Pinpoint introduction of functional molecular probe into the NqrB subunit of Na+-translocating NADH-ubiquinone oxidoreductase from Vibrio cholerae

Abstract

The Na⁺-translocating NADH-ubiquinone oxidoreductase (Na⁺-NQR) is a key enzyme in the respiratory chain of numerous pathogenic bacteria, including Vibrio cholerae. The flexible cytoplasmic N-terminal region of the NqrB subunit (Met¹–Lys⁵⁴), which may play an important role in the final UQ reduction at the adjacent NqrA, is the target of specific inhibitors. If we can develop a new method that enables pinpoint introduction of functional probe molecules (such as fluorescent probes) into the N-terminal region, this could lead to new experimental ways of monitoring dynamic structural changes of the region.
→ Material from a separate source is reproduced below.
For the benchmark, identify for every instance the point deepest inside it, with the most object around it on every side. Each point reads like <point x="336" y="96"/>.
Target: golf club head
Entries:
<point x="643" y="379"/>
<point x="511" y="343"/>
We previously showed that an electrophilic chemical group, which can be released from korormicin A-templated synthetic ligand, can be predominantly introduced into nucleophilic Lys²² as a “foothold” via ligand-directed (LD) substitution, but the subsequent conjugation of a functional probe molecule to the foothold by Cu⁺-catalyzed click chemistry required destruction of the enzyme. Accordingly, we now report the nondestructive conjugation of the functional molecule into the N-terminal region via a two-step conjugation technique: first, pinpoint introduction of a foothold tag containing a ring-strained cyclopropene by LD substitution using a new korormicin A-templated ligand (BEK-1) and second, direct conjugation of a fluorescent probe molecule containing tetrazine with the introduced cyclopropene by inverse electron-demand Diels-Alder-type click chemistry. Protein sequence analyses revealed that the fluorescent probe is attached to Lys¹⁹, His²⁰, or Lys²² in the region. The extent of conjugation of the fluorescent probe was approximately halved in the presence of different inhibitors, suggesting that the inhibitor binding induces structural changes around the residues.